Type annotations are very common now in the Python world.

The typing module has a lot of powerful features, and in this article we'll explore TypeVar, which is essential for annotating certain functions correctly.

Simple annotations

A simple type annotated function is shown below:

def get_message(name: str) -> str:
    return f'Hello {name}'

We pass in a string, and return a string - nice and easy.
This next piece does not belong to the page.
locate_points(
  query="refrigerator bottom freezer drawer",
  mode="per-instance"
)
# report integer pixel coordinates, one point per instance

Advanced annotations using TypeVar

There are some situations where we have to get more creative with our type annotations. Consider the function below, which doubles the number we pass into it:

def double(value: int | float | decimal.Decimal):
    return value * 2

Several value types are allowed (int, float and Decimal). We could add the following return type:

def double(
    value: int | float | decimal.Decimal
) -> int | float | decimal.Decimal:
    return value * 2

But when you think about it, it doesn't really make sense. When we pass in an int, we should get an int returned. What this type annotation is saying is that when we pass in an int, then we could get back an int, float or Decimal.

This is where TypeVar comes in. It allows us to do this:

import decimal
from typing import TypeVar

Number = TypeVar("Number", int, float, decimal.Decimal)

def double(value: Number) -> Number:
    return value * 2

This tells static analysis tools like mypy and Pylance that the type returned by the function is the same as the type which was passed in.

It also tells the type checker that values other than int, float and Decimal aren't allowed:

double("hello")  # error

Piccolo uses TypeVar extensively - without it, it would be impossible to provide correct types for certain functions. Give it a go!